I've since begun an amazing journey of discovery, and I thought I'd share what I've learnt from her as I go along.
My friend once asked me how God could be so cruel as to create so much of the world to die. This was one of the main reasons that led her to seek another religion, because she felt that it was impossible to worship such a cruel, selfish God.
But what if no one is predestined to die? What if all will be saved? Listen to Romans 9:
Romans 9 is a commonly used verse by those who believe in Calvinism - belief that a special elected group of people are chosen by God to be saved. The rest will go to hell. And yes, Romans 9:11-12 does say that "Yet, before the twins were born or had done anything good or bad - in order that God's purpose in election might stand: not by works but by him who calls..." This certainly does show that God has elected a group of people - this principle is not wrong.
But Paul doesn't stop there! He also goes on to say What then shall we say? Is God unjust? Not at all! For he says to Moses, "I will have mercy on whom I have mercy, and I will have compassion on whom I have compassion." (Romans 9:14-15)
It does later become confusing, even hurtful, when he then writes honestly "What if God, choosing to show his wrath with and make his power known, bore with great patience the objects of his wrath - prepared for destruction? What if he did this to make the riches of his glory known to the objects of his mercy, whom he prepared in advance for glory - even us, whom he also called, not only from the Jews but also from the Gentiles?" (Romans 9:22-24)
So what does this mean? We were made, predestined to be destroyed? Are we worthless tools in God's plan, just made to be a display of His Glory and His ability to create and destroy as He wishes?
But skip ahead to the next few chapters (I've included the audio bits for you to listen, so you can get the full picture) - What of those who seek God so earnestly (through works), yet were condemned? "Did they stumble so as to fall beyond recovery? Not at all! Rather, because of their transgression, salvation has come to the Gentiles to make Israel envious. But if their transgression means riches for the world, and their loss means riches for the Gentiles, how much greater will their fullness bring!" (Romans 11:11)
Are these Israelites then cast aside 'for the greater good'? How unfair is that?? And (by the theory of predestination) they didn't even get to choose! But Romans 11:25 brings a message of hope: All Israel will be saved. All! Not some, all! "The deliverer will come from Zion; he will turn godlessness away from Jacob. And this is my covenant with them when I take away their sins... for God's gifts and his call are irrevocable." God's promise to Israel still stands - He promised to save them, and He will. Because "Just as you (the Gentiles) who were at one time disobedient to God have now received mercy as a result of their (Israel's) disobedience, so they too have now become disobedient in order that they too may now receive mercy as a result of God's mercy to you. For God has bound all men over to disobedience so that he may have mercy on them all." (Romans 11:30-32)

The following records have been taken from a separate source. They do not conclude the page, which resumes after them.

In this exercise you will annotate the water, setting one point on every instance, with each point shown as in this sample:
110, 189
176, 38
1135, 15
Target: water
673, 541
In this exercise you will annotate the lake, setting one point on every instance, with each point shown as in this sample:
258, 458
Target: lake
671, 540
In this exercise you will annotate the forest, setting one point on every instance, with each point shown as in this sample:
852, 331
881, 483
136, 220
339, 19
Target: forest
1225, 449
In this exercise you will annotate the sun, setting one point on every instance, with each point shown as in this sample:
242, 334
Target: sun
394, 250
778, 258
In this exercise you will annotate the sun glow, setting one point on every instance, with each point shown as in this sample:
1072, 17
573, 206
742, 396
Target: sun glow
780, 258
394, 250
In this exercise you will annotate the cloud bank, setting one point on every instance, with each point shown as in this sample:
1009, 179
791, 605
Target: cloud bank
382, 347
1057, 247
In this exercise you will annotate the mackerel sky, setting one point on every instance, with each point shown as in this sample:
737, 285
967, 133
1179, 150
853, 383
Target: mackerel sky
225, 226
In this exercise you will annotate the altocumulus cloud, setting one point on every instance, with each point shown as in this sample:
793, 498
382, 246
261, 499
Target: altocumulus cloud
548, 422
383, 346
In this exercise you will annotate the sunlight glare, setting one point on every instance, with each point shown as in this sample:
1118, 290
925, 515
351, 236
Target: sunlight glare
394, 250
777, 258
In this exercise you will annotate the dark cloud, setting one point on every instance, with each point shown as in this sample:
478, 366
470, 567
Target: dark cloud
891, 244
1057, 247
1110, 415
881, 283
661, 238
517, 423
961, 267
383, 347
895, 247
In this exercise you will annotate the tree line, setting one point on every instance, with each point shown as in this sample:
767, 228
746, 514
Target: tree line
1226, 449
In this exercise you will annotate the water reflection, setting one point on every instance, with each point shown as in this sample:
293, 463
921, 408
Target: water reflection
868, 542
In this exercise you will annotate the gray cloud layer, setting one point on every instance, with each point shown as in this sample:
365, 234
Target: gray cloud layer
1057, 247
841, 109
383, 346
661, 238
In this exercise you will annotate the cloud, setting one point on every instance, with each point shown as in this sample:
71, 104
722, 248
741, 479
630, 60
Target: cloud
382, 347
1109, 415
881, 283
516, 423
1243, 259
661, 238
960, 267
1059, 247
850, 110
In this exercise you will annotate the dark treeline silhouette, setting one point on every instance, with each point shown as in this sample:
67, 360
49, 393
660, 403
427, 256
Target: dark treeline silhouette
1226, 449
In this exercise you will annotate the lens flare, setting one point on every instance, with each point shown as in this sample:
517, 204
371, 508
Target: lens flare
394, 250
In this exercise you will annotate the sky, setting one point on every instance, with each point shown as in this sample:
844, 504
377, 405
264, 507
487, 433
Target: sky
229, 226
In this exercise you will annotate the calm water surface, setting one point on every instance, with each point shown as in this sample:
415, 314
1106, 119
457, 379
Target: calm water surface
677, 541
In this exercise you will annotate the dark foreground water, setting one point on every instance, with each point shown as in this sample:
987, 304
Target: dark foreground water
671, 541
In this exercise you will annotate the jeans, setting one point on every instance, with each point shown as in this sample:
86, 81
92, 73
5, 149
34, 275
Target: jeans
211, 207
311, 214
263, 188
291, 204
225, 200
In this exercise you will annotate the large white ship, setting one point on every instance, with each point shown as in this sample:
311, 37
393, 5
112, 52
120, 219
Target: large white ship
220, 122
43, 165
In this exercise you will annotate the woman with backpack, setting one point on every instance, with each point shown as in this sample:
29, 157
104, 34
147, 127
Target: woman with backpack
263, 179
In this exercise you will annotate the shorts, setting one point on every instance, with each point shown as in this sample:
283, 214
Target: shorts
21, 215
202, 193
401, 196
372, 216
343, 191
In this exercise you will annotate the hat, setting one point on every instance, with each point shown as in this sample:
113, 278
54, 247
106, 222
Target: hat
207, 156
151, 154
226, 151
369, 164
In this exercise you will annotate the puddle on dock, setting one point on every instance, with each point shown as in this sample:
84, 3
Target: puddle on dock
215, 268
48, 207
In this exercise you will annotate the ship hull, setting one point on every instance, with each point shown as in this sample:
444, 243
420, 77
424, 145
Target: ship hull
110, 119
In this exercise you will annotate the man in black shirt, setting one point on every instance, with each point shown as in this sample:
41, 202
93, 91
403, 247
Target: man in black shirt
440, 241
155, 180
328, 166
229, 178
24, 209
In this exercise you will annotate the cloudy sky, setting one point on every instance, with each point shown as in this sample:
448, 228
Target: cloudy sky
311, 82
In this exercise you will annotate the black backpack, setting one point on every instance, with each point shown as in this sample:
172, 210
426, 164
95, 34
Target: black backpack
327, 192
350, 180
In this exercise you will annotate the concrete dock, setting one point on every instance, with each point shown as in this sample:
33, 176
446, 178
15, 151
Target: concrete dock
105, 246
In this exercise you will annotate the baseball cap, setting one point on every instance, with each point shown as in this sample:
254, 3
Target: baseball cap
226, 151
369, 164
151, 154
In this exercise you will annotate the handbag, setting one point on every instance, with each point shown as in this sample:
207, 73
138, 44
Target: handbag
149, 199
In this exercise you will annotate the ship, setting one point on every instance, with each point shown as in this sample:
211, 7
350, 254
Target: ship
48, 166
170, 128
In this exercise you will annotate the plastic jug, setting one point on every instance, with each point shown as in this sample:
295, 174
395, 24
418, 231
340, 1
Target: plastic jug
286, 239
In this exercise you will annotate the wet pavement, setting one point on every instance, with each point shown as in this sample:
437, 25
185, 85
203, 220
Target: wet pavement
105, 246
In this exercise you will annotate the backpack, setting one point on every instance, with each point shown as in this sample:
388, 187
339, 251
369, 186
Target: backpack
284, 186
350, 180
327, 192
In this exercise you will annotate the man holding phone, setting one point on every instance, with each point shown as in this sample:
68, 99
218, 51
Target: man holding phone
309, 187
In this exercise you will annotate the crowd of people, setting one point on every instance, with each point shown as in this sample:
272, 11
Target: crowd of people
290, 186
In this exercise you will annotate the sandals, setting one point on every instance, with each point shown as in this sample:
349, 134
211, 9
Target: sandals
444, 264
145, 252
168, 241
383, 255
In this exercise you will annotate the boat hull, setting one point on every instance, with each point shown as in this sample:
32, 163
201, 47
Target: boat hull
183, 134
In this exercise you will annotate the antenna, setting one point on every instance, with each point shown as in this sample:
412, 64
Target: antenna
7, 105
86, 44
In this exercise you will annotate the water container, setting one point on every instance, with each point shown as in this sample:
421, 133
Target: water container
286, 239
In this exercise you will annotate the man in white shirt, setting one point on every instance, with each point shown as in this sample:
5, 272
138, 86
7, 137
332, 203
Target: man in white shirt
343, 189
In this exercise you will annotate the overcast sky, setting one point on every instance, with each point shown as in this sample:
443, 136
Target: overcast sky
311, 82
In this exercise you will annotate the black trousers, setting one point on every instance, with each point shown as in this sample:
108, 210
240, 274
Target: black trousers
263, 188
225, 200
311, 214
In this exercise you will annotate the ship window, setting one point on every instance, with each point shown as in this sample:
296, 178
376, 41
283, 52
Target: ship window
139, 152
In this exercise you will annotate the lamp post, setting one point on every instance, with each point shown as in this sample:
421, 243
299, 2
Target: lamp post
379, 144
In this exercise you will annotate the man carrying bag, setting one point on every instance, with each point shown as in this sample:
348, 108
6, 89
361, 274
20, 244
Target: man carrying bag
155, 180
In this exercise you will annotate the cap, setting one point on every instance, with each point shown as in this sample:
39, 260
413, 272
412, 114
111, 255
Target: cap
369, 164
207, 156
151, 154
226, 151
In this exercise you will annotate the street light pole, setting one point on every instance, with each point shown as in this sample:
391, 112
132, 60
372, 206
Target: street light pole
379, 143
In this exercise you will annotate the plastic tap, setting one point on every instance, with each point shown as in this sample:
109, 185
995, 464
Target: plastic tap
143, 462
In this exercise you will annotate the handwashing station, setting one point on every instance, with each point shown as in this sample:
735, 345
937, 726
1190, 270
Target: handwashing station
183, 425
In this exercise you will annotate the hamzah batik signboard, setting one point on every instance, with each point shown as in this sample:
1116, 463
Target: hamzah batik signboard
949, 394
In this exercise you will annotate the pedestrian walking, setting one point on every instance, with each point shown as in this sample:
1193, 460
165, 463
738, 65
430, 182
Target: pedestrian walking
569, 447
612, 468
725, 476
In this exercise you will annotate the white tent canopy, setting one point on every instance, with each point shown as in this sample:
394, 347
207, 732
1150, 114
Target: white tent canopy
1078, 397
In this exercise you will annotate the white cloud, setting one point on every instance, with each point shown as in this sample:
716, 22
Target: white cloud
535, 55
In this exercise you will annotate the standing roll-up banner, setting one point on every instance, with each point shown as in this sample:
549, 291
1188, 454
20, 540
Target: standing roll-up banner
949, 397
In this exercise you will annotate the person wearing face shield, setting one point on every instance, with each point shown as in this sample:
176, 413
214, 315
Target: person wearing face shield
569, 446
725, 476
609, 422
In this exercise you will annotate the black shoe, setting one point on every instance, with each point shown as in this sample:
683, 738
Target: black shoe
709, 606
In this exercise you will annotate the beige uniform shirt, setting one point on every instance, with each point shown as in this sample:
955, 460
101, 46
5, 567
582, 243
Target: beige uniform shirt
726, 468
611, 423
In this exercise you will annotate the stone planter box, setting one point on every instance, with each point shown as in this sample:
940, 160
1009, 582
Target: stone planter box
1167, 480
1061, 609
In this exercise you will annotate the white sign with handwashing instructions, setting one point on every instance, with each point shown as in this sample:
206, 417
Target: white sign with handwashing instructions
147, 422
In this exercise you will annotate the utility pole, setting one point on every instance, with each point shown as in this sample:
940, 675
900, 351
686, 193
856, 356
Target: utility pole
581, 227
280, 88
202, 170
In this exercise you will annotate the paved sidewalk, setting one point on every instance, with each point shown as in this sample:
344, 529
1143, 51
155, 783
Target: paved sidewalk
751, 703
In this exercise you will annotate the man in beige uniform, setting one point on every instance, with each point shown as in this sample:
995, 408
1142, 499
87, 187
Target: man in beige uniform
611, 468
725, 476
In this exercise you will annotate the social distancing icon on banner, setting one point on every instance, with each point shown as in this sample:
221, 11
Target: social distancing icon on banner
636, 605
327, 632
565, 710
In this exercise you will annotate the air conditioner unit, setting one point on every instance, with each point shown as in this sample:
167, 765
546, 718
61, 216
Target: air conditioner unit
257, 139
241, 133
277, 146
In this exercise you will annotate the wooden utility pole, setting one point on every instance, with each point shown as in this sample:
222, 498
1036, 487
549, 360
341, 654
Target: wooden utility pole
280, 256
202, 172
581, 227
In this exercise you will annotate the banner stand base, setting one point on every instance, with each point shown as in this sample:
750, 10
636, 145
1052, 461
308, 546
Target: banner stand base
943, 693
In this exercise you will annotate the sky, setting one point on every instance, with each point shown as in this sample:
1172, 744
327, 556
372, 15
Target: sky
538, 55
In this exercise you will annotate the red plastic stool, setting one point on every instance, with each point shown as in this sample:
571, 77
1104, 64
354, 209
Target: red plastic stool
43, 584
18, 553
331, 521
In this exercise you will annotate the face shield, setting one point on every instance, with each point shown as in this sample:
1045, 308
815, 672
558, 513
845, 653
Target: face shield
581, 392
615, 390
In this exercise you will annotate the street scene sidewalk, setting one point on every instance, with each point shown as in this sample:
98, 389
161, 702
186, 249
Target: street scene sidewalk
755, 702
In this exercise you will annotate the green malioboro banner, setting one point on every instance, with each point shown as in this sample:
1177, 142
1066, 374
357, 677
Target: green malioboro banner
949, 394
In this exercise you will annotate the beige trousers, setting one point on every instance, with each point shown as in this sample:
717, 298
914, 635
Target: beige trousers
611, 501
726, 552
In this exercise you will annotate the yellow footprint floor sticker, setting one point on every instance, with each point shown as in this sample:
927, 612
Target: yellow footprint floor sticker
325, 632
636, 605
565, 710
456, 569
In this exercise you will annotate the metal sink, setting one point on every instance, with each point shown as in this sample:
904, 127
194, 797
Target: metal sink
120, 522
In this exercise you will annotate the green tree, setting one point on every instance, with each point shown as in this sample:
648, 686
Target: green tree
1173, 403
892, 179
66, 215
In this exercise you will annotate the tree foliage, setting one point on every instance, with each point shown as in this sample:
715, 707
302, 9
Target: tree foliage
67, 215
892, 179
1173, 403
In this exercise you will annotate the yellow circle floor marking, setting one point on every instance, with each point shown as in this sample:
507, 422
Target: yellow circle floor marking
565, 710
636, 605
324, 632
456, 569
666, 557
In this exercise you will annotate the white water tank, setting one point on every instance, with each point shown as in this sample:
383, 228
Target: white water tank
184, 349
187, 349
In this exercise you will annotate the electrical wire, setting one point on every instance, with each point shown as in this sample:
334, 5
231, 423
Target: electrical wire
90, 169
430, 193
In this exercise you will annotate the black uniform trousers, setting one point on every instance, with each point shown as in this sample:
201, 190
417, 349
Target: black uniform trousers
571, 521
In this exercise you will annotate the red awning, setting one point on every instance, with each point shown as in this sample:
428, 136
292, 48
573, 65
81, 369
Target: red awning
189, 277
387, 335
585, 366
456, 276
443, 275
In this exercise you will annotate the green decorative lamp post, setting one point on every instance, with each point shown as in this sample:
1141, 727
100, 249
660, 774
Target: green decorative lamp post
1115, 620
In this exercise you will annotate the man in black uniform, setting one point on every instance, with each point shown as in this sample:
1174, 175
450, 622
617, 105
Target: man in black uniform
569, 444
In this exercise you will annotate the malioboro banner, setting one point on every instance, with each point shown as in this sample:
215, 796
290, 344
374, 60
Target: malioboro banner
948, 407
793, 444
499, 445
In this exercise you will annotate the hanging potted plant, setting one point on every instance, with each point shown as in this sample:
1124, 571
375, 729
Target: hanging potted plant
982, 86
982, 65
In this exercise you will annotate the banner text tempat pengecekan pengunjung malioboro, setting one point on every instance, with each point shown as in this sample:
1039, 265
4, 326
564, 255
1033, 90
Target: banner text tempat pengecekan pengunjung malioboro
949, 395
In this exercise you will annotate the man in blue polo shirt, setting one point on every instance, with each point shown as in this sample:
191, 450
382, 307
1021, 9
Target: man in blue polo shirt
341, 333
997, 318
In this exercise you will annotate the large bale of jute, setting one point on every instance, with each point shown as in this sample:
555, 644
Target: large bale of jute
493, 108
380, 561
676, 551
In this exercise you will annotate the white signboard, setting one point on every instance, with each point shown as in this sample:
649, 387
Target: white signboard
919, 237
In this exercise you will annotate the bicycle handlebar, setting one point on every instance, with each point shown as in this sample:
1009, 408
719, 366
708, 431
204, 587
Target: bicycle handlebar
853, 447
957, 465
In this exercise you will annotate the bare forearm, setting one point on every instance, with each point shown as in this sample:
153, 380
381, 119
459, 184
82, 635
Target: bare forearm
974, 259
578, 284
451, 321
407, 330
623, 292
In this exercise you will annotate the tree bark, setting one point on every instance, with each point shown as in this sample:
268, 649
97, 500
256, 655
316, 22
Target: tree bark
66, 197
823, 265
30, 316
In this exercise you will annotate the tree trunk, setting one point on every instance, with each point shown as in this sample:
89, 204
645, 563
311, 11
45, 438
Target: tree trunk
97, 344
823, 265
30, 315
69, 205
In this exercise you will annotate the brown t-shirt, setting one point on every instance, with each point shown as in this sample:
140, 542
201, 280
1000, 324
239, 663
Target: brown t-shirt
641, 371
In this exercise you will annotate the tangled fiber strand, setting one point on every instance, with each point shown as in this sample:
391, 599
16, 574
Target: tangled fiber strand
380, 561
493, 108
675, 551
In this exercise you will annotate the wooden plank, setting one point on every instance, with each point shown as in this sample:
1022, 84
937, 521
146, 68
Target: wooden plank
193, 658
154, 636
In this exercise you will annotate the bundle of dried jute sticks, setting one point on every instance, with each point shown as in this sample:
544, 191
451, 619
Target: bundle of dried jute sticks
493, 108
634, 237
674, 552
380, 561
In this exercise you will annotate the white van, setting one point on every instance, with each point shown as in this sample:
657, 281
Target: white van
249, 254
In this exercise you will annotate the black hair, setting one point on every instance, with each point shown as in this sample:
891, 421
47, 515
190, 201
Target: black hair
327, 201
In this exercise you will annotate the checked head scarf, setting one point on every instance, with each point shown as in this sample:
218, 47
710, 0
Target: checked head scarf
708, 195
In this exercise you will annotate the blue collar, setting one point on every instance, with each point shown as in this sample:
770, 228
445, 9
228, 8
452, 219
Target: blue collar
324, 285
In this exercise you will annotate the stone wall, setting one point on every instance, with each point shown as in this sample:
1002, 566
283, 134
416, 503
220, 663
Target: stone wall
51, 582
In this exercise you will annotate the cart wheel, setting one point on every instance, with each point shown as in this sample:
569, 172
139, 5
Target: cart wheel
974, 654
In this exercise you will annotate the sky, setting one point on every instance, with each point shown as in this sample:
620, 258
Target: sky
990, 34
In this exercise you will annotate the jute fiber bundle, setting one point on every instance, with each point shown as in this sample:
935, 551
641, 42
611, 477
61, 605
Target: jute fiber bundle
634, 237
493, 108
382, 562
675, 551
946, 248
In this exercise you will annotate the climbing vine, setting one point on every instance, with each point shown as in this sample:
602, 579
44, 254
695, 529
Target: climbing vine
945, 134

How can we ever experience mercy if we have not sinned? If we all feel pure and self-righteous, how can we ever truly experience the love that God has given us, and in turn love Him back fully?
But this poses yet another series of questions - All of Israel will be saved, but what of the Gentiles? Where, then, has our free will gone? And, as we look around, so many people who have not known Christ have died/are dying. How then is this believable? Are these words just empty promises, or ramblings by a deluded man?